Just as Javert is about to collar him, another man the authorities mistakenly believe is Valjean is arrested. The conscience-stricken Valjean admits his ruse to avoid sending an innocent man to the gallows.
Because of his confession, Valjean is tragically powerless to save former employee Fantine, who’s been forced into a life of prostitution and worse. She dies of tuberculosis, leaving her little girl Cosette (Isabelle Allen) an orphan.
Valjean flees from Javert, and after a decade in hiding, is forced to emerge again to save the now-grown Cosette (Amanda Seyfried), who’s been adopted by a pair of small-time Parisian swindlers, the Thénadiers. They’re played by Sacha Baron Cohen and Helena Bonham Carter, who provide much-needed comic relief in what amounts to a variation on their roles in “Sweeney Todd.’’
By this point, “Les Misérables’’ has become far less compelling.
It’s hard to get terribly excited about Cosette’s romance with student rebel Marius (Eddie Redmayne, an unexpectedly wonderful singer), who’s fancied by the Thénadiers’ coddled daughter Eponine (Samantha Barks, who sings rings around Seyfried).
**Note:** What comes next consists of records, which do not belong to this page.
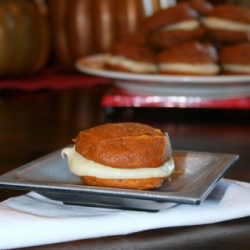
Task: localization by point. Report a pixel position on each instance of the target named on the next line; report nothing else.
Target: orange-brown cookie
(192, 58)
(161, 40)
(235, 59)
(140, 184)
(201, 6)
(131, 58)
(121, 155)
(228, 23)
(124, 145)
(174, 25)
(170, 16)
(136, 38)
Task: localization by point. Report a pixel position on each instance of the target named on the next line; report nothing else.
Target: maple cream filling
(184, 25)
(219, 23)
(236, 67)
(81, 166)
(188, 67)
(131, 65)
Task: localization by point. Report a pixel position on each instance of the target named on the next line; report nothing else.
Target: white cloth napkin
(32, 219)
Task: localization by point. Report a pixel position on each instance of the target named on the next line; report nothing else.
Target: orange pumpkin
(83, 27)
(24, 38)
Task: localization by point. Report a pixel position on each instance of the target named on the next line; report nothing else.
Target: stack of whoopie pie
(192, 37)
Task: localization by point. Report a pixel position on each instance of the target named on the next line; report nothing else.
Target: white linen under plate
(31, 219)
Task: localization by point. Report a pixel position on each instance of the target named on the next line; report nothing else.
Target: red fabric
(52, 78)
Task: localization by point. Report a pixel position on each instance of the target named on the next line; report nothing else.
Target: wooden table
(33, 124)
The movie climaxes with the anti-monarchist Paris uprising of 1832 — but there’s no political context whatsoever to explain exactly what’s at stake.
It all comes off as a picturesque 19th-century version of Occupy Wall Street — except with the authorities using real bullets.
By this point (unlike in Victor Hugo’s novel), the ubiquitous Javert’s unending pursuit of Valjean has become almost as monotonous as Crowe’s singing.
When the fighting begins, Cooper finally pulls the camera back for some of the big crowd shots and shows off the impressive period detail — but far too much of the movie is shot in stultifying close-ups.
And exactly what is the point of filming the numbers live — instead of the usual practice of having actors sing to playback — if you’re going to Cuisinart many of the songs in MTV-style editing?
The utter lack of modulation — and the near-complete absence of spoken dialogue, just like onstage — makes for pretty wearying viewing as the movie works its way into its third hour.
“Les Misérables’’ finally rallies for a really wow finish — I won’t spoil it, but many around me at the screening, including my wife, were weeping.